“Good as you”. Buono come te
Un grande commediografo dell’antica Grecia, Aristofane, una volta scrisse: “La gioventù invecchia, l’immaturità si perde via via, l’ignoranza può diventare istruzione e l’ubriachezza sobrietà, ma la stupidità dura per sempre»”.
Oggi, dopo oltre duemila anni, questo aforisma è ancora tristemente attuale; Già perché in un’epoca dove la comunità, grazie ad un semplice clic sul computer o il cellulare, dispone di risorse inimmaginabili solo qualche decennio addietro, persiste un problema chiamato omofobia. Sembra un paradosso ma ahimè non lo è. La riprova sta nel becero gesto, compiuto di recente da qualche povero di spirito, che ha visto coinvolto il protagonista di questa mia intervista. Il suo nome è Rosario Messina, quarantasette anni, dipendente presso le famose industrie cittadine Riello e amministratore di alcune note e seguite pagine Facebook riguardanti il legnaghese. Ho voluto incontrarlo per capire le radici di questo incivile e spesso sottovalutato fenomeno.

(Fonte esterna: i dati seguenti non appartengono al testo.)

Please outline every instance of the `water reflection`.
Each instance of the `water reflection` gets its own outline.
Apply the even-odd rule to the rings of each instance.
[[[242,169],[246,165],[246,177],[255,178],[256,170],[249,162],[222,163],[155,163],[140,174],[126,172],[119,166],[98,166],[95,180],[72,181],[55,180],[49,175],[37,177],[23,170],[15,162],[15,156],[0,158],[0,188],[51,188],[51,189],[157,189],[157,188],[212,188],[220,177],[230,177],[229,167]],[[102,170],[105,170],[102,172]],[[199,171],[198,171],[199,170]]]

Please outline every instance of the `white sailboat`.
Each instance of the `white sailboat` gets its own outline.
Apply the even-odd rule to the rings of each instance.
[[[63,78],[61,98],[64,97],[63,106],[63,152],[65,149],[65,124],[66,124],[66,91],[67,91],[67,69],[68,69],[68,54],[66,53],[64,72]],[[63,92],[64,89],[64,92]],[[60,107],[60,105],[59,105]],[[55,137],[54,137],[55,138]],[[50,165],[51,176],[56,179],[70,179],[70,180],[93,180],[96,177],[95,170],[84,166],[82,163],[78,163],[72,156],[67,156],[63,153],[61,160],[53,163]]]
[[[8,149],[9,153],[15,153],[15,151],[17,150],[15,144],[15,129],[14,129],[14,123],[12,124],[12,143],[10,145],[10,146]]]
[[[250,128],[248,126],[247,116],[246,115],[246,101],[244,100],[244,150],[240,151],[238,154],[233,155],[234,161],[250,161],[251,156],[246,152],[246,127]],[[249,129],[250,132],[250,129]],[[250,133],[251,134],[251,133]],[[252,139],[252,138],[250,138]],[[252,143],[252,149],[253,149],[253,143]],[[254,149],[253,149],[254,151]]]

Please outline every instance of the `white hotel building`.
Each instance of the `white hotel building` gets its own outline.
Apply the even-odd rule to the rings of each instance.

Sig. Messina ci può spiegare brevemente cos’è successo?
«Io ero al lavoro, una mia amica mi ha scritto un messaggio con il cellulare dicendomi che aveva visto una cosa e che proprio non sapeva come comunicarmela. Così mi ha inviato una foto raffigurante uno dei cartelli informativi installati lungo la ciclabile dell’Argine imbrattato con alcune scritte di natura omofoba a me indirizzate fatte con una bomboletta spray».
Lei ha risposto pubblicamente su Facebook a questo ignobile gesto con un post che terminava con questa frase: “Non sono frocio, sono gay”. Io, conoscendo l’inglese e l’etimologia della parola gay, ho avuto la netta impressione che Lei abbia appositamente chiosato con quella frase. È così?
»Sì, è proprio così e mi fa molto piacere che Lei abbia colto questa sottile sfumatura. La parola gay, tradotta in italiano, assume il significato di felice. Ed è ciò che io sono, nonostante le discriminazioni e le offese che posso ricevere. La persona o le persone che hanno scritto quelle cose, non mi hanno minimamente ferito e di certo non hanno intaccato la mia serenità».